Die Autorin und Filmemacherin kommentiert das in einem Interview: „Den Krieg in der Ukraine gibt es schon seit 2014. Wir haben das allen förmlich ins Gesicht geschrien, aber niemand hat uns zugehört.“ Jetzt, Ende 2022 sieht es nicht so aus, als ob dieser Krieg bald zu Ende wäre. „Zerstörte Straßen“ ist dokumentarisch. Vorozhbyt geht von eigenen Recherchen und Erzählungen Geflüchteter aus dem Donbass aus. Diese hat sie so inszeniert, dass jede Geschichte in der anderen aufzuscheinen scheint.

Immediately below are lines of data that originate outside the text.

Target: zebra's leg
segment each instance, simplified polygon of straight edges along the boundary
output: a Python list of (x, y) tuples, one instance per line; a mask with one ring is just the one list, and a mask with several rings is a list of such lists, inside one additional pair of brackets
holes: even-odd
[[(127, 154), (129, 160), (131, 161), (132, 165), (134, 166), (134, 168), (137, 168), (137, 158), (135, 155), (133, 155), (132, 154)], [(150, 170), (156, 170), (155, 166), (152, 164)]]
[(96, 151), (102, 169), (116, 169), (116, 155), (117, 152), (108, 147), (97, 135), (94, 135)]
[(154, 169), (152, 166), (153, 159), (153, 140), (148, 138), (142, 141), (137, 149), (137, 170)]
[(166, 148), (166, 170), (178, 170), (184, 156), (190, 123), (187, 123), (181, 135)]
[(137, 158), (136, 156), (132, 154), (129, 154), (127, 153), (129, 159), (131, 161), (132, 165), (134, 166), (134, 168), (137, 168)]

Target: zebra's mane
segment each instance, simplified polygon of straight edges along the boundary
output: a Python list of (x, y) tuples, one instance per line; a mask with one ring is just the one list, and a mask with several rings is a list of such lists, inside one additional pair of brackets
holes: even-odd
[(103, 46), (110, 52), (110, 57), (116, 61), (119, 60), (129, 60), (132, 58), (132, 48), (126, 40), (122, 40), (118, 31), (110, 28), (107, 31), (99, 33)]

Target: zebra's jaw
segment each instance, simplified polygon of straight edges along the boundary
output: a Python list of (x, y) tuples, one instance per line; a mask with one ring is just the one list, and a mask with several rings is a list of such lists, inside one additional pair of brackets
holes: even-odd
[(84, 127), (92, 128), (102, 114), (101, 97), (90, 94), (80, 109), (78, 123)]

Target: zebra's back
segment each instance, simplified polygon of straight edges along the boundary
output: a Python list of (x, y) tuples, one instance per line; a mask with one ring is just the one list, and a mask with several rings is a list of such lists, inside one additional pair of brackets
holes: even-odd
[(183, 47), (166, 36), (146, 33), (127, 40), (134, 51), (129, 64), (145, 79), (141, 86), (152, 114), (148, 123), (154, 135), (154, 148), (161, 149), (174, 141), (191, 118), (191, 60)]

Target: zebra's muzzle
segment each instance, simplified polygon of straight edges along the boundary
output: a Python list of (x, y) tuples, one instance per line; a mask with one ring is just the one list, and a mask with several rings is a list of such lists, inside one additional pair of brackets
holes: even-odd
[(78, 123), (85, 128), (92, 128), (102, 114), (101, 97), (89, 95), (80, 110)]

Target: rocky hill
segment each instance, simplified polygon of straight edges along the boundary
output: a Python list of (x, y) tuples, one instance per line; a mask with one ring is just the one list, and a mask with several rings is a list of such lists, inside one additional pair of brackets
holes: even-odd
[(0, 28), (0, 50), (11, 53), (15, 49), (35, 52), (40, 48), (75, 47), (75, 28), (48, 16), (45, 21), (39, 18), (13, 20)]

„So ist eine Art Kaleidoskop des Krieges entstanden, das vorwegnimmt, was sich seit Februar 2022 abspielt“, sagt Armin Breidenbach. Manche Figuren seien real, andere nicht. Der polnische Regisseur Wojtek Klemm fügt dem Stück Improvisationen hinzu. Die Themen, die im Text stecken, werden weitergedacht. Das macht „Zerstörte Straßen“ grausam aktuell. Doch es ist nicht nur Beklemmung. Der Dramaturg schickt eine Warnung vorweg: „Es kann sein, dass Ihnen das Lachen im Halse stecken bleibt. Aber: Humor ist auch eine Waffe.“ Und diese Waffe setzt das Bamberger Ensemble exzellent ein. Im bewusst kahl gehaltenen Bühnenbild von Romy Rexheuser, das an die unendliche Weite des Landes erinnern soll, bewegen sie sich gleich auf mehreren „Ebenen“. Marek, Robert, Jeanne, Alina, Stephan und Eric spielen nicht nur die Figuren der Autorin, sondern auch sich selbst – sie treten in Kontakt mit dem Publikum. Knüpfen die Rahmen zu den einzelnen Szenen. Das führt zu absurden, grotesken, aber stets adäquat erscheinenden Überleitungen. Sie stehen im Hinter- und Vordergrund – gleichermaßen. Humor und Grauen changieren: Eine Herausforderung für die Agierenden und die Zusehenden. Gräueltaten des Krieges werden ins Gedächtnis gerufen. Einige liegen Tausende Tage zurück, andere nur wenige Tage. „Das hätte doch gereicht!“, ertönt es bei jeder der erwähnten Missetaten. Ja, möchte man dem mit eben jener Leidenschaft erwidern, die die Schauspieler:innen in den Raum tragen.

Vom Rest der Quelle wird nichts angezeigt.